Den Einsatz von Chemiewaffen schließe ich nicht aus. Die Masche kennen wir aus Syrien: Man setzt Chemiewaffen gegen die Bevölkerung ein und behauptet dann, man habe nur ein Lagerhaus getroffen, in dem der Gegner Chemiewaffen gehortet habe. Die russischen Lügen über ein angebliches amerikanisch-ukrainisches Biowaffenprogramm könnten so etwas vorbereiten. Den Einsatz von Atomwaffen kann ich mir nicht vorstellen, dazu hat Russland zu viele Soldaten dort.

Wie bewerten Sie das Agieren der Bundesregierung?

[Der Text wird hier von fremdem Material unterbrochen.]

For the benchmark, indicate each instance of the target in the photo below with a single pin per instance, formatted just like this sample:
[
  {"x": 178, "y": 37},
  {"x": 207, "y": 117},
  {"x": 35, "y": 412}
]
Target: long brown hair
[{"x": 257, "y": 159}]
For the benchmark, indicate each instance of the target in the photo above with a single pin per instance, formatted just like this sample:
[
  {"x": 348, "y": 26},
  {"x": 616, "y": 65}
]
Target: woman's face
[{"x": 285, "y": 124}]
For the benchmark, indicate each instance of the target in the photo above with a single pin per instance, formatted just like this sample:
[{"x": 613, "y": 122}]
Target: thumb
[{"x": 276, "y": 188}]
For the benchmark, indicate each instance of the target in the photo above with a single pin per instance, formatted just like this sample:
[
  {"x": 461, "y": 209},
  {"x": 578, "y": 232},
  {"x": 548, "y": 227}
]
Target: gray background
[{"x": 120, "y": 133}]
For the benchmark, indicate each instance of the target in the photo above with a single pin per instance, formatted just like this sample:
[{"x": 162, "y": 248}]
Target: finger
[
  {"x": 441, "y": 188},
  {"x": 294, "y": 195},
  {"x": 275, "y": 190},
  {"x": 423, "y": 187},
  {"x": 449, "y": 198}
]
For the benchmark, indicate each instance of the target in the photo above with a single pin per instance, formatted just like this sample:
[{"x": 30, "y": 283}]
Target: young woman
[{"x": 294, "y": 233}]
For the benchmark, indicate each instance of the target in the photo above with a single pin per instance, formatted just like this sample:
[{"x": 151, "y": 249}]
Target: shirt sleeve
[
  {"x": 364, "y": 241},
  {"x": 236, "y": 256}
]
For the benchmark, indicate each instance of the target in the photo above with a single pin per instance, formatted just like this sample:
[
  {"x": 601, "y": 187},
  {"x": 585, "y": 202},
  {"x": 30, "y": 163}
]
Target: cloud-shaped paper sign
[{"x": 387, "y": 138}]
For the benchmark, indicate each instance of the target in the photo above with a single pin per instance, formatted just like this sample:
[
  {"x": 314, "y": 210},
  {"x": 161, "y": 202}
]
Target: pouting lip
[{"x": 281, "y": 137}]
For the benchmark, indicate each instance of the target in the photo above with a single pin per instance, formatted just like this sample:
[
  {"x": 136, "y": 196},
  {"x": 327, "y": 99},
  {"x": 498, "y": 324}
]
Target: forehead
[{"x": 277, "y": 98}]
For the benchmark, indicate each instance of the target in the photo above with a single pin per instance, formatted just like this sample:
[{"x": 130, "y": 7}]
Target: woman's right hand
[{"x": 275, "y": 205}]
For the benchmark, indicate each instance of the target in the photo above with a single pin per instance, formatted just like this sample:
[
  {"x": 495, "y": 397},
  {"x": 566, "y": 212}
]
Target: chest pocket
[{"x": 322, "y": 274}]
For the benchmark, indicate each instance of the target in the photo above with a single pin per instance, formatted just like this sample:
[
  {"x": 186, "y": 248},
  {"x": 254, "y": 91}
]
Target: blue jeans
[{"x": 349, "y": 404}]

Wir machen uns mal wieder ganz klein, raten zur Vorsicht vor dem Weltkrieg und treiben sinnlose Telefondiplomatie. Und ich höre schon wieder den unseligen Spruch „ohne Russland sei Sicherheit in Europa nicht machbar“. In Wirklichkeit ist Sicherheit in Europa nur gegen Russland erreichbar, solange Putin und seine Kamarilla regieren. Alles geht zudem so langsam: Von den in Aussicht gestellten 2500 Strela-Raketen sind nur 500 geliefert worden. Die deutsche Politik ist geprägt durch eine gewisse Hasenfüßigkeit.